Q: So you are expecting this in Baghdad just as well?

GEN. BROOKS: I think anywhere that we have circumstances like this,
and there's a removal of structures of control, there will be
decisions that are made by members of the population. We will
certainly discourage that, but I can't be certain that it won't happen
in this case.

Let me go up on this first row, please.

Q: Good afternoon, general, Neil Tweedie, from the Daily Telegraph in
London. What efforts has Central Command made to ascertain the number
of civilian casualties to date in Iraq? If you have got some
preliminary figures, why aren't you releasing them? And, if not, why
haven't you made a concerted effort to ascertain how many civilians
have died in this war, which is after all one of its most important
aspects, and something we have heard very, very little about?

GEN. BROOKS: Our approach to civilians on the battlefield is one of
concern first, and secondly, effort to try to prevent impact of any
sort. We can never guarantee that there would be civilians that are
completely free from the hazards of battle in and around their area.
All we can be certain of is our approach. We can't be certain even
after action how many may have died, how many may have been wounded,
other than those we encounter. And of course, there will be reports
that come in from members of the population that we encounter that
tell us things. Those can't always be confirmed. There may be reports
of dead that can't be accounted for. And so it's very imprecise.
Suffice it to say where we have knowledge then that we can know.
Causes we can't know whether something occurred by way of coalition
action, unintended, or regime action by way of murder. We've certainly
seen that type of thing happen. It's just something we cannot get our
arms around at this point. It will take time. And I don't think in any
case of recorded history of warfare that the full knowledge of all
casualties and all secondary effects has ever been gained, and I don't
anticipate that will happen here. That's the nature of the approach.

Right now our focus is on removing the regime, doing the best we can
to protect the Iraqi people, and deliver liberation to them in areas
where the regime has been removed. And we'll continue on that thrust
to try to get that job done.

I think we have time for one more question. Let me go to the second
row, please.

Q: General, Chas Henry from WTOP Radio.

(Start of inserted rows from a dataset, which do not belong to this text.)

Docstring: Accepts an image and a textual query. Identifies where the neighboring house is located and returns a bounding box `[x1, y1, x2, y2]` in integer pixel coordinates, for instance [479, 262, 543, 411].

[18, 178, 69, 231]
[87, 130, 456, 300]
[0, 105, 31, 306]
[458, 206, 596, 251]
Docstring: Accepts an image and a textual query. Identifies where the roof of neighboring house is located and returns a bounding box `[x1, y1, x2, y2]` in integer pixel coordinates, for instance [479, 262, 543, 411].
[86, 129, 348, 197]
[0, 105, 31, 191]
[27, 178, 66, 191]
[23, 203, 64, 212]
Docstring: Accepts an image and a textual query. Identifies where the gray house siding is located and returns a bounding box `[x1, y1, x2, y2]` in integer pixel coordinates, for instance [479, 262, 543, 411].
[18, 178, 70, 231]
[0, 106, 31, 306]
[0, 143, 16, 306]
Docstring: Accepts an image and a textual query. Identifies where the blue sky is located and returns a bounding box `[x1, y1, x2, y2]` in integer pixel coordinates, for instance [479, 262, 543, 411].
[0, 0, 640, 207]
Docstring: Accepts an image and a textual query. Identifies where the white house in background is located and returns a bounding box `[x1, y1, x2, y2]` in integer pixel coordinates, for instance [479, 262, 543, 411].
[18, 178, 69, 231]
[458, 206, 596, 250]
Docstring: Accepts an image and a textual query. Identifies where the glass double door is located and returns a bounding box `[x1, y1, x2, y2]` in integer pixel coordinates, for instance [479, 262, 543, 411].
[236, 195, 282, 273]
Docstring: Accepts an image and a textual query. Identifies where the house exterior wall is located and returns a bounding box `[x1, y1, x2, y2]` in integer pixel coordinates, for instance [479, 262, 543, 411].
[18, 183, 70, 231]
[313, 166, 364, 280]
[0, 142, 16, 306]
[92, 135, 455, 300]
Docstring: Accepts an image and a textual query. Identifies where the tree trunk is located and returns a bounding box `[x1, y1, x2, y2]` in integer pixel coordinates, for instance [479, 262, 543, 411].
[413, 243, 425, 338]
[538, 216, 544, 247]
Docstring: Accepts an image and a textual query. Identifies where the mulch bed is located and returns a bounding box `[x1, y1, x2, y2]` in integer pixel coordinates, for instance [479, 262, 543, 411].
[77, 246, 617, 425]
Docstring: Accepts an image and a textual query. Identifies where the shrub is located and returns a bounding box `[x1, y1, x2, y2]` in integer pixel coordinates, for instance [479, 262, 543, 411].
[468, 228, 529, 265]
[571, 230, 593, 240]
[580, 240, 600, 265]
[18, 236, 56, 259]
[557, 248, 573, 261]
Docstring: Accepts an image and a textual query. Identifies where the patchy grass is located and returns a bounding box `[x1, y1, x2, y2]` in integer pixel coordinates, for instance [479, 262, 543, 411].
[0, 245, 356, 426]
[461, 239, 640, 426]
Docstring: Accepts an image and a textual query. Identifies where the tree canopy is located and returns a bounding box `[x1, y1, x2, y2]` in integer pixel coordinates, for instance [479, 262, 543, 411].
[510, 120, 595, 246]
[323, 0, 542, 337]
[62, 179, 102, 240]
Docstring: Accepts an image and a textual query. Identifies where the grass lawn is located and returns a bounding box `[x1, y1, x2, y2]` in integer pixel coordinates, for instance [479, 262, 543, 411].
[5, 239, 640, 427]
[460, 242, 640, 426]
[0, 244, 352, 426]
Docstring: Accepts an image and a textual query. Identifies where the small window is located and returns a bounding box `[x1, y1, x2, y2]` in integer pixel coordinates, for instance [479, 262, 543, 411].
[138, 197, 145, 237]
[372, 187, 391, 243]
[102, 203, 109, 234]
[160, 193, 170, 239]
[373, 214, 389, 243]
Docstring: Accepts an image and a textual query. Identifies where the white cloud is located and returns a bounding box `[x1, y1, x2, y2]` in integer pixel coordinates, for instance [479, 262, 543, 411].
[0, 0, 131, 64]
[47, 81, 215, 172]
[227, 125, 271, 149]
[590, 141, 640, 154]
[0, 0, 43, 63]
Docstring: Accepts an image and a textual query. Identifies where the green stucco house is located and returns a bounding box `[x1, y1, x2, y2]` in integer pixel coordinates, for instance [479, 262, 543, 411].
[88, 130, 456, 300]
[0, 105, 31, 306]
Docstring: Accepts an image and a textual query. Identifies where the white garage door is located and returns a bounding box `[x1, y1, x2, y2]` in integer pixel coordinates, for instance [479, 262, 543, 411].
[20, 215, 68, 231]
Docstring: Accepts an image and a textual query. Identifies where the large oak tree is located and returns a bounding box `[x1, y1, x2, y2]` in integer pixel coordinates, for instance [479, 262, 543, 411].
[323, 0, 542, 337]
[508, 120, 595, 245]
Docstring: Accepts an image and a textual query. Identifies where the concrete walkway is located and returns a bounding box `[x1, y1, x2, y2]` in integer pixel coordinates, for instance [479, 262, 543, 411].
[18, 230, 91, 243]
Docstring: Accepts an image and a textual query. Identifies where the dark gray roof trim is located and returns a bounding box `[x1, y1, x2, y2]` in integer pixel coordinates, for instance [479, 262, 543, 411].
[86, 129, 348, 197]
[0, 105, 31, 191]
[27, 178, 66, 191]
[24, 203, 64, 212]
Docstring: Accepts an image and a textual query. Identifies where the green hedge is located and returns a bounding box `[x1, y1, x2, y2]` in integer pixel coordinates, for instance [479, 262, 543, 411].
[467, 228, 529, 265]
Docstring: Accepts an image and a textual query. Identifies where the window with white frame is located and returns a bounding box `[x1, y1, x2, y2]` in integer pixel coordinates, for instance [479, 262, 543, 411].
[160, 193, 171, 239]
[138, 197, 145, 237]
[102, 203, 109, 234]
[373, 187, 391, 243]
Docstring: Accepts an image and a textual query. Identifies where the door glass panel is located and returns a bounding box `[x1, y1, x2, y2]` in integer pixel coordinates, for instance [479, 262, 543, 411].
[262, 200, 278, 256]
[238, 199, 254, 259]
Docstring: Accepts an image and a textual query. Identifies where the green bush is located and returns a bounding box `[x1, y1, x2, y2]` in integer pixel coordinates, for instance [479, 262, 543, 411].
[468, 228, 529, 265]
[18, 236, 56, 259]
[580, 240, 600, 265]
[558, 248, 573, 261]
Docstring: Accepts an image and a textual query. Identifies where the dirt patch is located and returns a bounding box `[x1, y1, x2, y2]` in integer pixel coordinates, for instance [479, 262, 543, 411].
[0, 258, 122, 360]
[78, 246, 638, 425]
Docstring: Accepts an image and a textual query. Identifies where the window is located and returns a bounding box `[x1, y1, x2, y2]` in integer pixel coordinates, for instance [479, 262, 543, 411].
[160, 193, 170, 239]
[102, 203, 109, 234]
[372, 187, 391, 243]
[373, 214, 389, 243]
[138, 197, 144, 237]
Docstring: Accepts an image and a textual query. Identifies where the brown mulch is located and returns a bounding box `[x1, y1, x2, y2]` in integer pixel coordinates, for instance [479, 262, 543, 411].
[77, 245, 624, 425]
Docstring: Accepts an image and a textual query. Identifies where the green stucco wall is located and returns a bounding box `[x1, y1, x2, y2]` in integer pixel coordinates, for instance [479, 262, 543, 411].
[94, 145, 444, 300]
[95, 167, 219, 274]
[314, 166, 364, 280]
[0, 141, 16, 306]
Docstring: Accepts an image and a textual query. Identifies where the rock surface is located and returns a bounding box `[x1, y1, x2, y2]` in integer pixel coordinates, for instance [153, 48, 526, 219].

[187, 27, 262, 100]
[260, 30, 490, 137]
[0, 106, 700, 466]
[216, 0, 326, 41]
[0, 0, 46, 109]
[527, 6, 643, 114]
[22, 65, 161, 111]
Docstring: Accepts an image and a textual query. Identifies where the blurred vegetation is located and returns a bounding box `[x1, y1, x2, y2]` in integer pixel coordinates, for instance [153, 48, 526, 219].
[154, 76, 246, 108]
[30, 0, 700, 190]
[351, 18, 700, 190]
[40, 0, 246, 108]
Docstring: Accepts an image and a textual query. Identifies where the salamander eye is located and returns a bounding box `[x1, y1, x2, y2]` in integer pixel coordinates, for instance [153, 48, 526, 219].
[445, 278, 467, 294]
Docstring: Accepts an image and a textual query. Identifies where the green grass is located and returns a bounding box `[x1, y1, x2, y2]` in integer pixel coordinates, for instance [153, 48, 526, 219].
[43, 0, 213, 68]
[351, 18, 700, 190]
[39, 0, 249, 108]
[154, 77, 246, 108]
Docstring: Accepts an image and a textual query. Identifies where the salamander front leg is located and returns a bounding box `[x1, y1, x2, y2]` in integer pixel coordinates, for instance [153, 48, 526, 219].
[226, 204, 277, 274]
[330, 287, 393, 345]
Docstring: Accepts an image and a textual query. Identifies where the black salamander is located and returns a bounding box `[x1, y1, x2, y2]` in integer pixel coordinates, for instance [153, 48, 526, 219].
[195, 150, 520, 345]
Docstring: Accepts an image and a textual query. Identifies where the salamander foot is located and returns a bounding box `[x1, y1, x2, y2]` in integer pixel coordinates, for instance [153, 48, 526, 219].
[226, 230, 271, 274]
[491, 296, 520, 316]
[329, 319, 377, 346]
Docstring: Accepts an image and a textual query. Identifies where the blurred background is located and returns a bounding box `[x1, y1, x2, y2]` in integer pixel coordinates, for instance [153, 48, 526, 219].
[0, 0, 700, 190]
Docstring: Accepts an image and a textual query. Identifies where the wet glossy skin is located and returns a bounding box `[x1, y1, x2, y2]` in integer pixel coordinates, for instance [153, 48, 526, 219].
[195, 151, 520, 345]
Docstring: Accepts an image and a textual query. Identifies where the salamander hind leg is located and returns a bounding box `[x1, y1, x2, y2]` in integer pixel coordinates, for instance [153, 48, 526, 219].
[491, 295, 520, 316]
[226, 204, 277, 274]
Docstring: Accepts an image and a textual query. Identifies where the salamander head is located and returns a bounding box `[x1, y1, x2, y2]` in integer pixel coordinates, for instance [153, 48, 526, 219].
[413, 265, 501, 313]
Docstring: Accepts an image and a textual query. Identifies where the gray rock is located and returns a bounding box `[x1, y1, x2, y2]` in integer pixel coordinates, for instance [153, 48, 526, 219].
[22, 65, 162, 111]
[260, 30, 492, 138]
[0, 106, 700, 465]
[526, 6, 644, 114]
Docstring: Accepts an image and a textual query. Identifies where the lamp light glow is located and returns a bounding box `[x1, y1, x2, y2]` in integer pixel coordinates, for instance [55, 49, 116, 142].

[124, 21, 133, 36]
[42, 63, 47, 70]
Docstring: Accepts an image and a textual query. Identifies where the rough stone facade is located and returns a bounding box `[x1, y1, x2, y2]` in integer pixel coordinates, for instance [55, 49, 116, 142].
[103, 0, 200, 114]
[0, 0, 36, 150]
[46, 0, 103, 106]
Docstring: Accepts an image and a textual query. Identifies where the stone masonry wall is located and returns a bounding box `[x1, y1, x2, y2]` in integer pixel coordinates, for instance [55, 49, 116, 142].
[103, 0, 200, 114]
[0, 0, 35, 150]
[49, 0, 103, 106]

The armored raid into Baghdad
yesterday, rather than being a hit and run seemed to be a hitand stay.
As the coalition makes its presence felt in Baghdad, are we likely to
see more instances in which troops move to an area and then end up
staying there, and piecemeal establish a presence around the city?

GEN. BROOKS: I think you can anticipate that there will be a
combination of actions. There will be some actions that go into a
location, and we stage operations from there. There will be some
operations perhaps that go into a location and then leave. There will
be some operations that go into a location we reinforce. In some cases
we will clear enemy resistance. In other cases we'll seize a site. The
full combination of that is what creates the tactical operations in
that objective areas -- and those are tactical decisions that are
made. Again, they're very opportunistic. What can we get from this?
What happens if we hit that location? What should we do about it?
These decisions will be made by our commanders out there on the
ground, and you'll see a variety of combinations to try to get it
done.

Okay, thanks very much, ladies and gentlemen, have a good day.